Punctuate This

So if the death and bloodshed in Iraq is just a comma, what punctuation mark is George W. Bush?

I say he’s a colon (:). But some say that in his wild and crazy youth, he was an asterisk (*). As in:

    Bush joined the Texas Air Guard
    Among the clouds to frisk.
    He wouldn’t go to Vietnam
    His little asterisk.

It sorta rhymes.

News That Isn’t News

Karen DeYoung writes in the Washington Post:

The war in Iraq has become a primary recruitment vehicle for violent Islamic extremists, motivating a new generation of potential terrorists around the world whose numbers may be increasing faster than the United States and its allies can reduce the threat, U.S. intelligence analysts have concluded.

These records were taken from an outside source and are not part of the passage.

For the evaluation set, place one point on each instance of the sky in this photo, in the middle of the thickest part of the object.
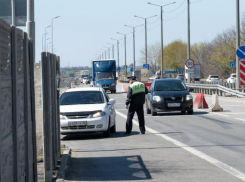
(86, 26)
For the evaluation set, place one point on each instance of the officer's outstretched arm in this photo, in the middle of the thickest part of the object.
(146, 90)
(129, 96)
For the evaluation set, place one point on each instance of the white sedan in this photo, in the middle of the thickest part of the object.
(87, 109)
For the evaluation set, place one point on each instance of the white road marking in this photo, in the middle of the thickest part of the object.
(209, 159)
(240, 119)
(211, 112)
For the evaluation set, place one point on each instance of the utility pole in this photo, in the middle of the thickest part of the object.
(117, 51)
(30, 24)
(125, 50)
(133, 45)
(162, 63)
(237, 43)
(145, 34)
(13, 11)
(188, 36)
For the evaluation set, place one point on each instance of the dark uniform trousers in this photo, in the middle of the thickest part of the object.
(139, 109)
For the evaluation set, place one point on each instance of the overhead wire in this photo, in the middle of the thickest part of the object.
(175, 8)
(175, 16)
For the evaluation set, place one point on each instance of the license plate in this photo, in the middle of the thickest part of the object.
(173, 104)
(77, 123)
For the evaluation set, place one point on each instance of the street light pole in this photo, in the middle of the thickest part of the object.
(162, 62)
(188, 36)
(145, 33)
(237, 43)
(108, 51)
(45, 35)
(133, 45)
(112, 50)
(117, 51)
(125, 50)
(53, 32)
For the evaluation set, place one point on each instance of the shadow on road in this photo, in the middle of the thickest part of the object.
(94, 136)
(121, 168)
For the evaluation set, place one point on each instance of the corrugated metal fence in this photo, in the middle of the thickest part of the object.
(17, 114)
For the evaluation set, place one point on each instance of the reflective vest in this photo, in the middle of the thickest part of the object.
(137, 87)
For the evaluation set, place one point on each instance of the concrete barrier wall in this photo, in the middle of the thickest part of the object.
(17, 139)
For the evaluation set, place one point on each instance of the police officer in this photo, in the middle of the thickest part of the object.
(134, 103)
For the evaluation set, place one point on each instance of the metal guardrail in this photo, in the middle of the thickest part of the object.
(216, 87)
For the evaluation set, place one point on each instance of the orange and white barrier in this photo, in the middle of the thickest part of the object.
(200, 102)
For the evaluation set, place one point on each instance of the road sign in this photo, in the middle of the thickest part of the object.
(232, 64)
(189, 63)
(240, 52)
(242, 73)
(189, 70)
(147, 66)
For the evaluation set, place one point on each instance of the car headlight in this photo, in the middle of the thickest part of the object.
(98, 114)
(189, 97)
(62, 117)
(157, 98)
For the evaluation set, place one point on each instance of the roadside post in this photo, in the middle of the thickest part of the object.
(189, 64)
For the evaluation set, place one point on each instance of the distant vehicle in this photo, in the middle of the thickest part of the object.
(84, 73)
(213, 78)
(232, 78)
(87, 109)
(84, 80)
(104, 74)
(181, 77)
(168, 95)
(196, 74)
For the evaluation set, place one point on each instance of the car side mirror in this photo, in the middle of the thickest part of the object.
(111, 102)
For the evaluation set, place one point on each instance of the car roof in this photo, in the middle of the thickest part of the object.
(168, 79)
(83, 89)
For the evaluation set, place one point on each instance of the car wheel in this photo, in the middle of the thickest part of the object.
(113, 128)
(183, 112)
(107, 133)
(153, 113)
(190, 112)
(148, 111)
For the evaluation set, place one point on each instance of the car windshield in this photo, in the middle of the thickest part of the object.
(82, 97)
(169, 86)
(104, 76)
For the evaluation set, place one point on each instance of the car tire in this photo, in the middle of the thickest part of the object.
(148, 111)
(107, 133)
(153, 113)
(183, 112)
(190, 112)
(113, 128)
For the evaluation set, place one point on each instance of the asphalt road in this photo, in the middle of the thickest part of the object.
(201, 147)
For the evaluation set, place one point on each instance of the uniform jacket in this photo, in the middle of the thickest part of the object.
(136, 93)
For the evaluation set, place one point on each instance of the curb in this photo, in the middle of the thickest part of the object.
(63, 165)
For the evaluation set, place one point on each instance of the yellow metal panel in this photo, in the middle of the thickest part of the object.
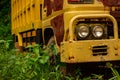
(28, 34)
(20, 40)
(33, 33)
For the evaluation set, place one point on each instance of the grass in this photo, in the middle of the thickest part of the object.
(35, 65)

A 30-page National Intelligence Estimate completed in April cites the “centrality” of the U.S. invasion of Iraq, and the insurgency that has followed, as the leading inspiration for new Islamic extremist networks and cells that are united by little more than an anti-Western agenda. It concludes that, rather than contributing to eventual victory in the global counterterrorism struggle, the situation in Iraq has worsened the U.S. position, according to officials familiar with the classified document.

Mark Mazzetti writes for the New York Times:

A stark assessment of terrorism trends by American intelligence agencies has found that the American invasion and occupation of Iraq has helped spawn a new generation of Islamic radicalism and that the overall terrorist threat has grown since the Sept. 11 attacks.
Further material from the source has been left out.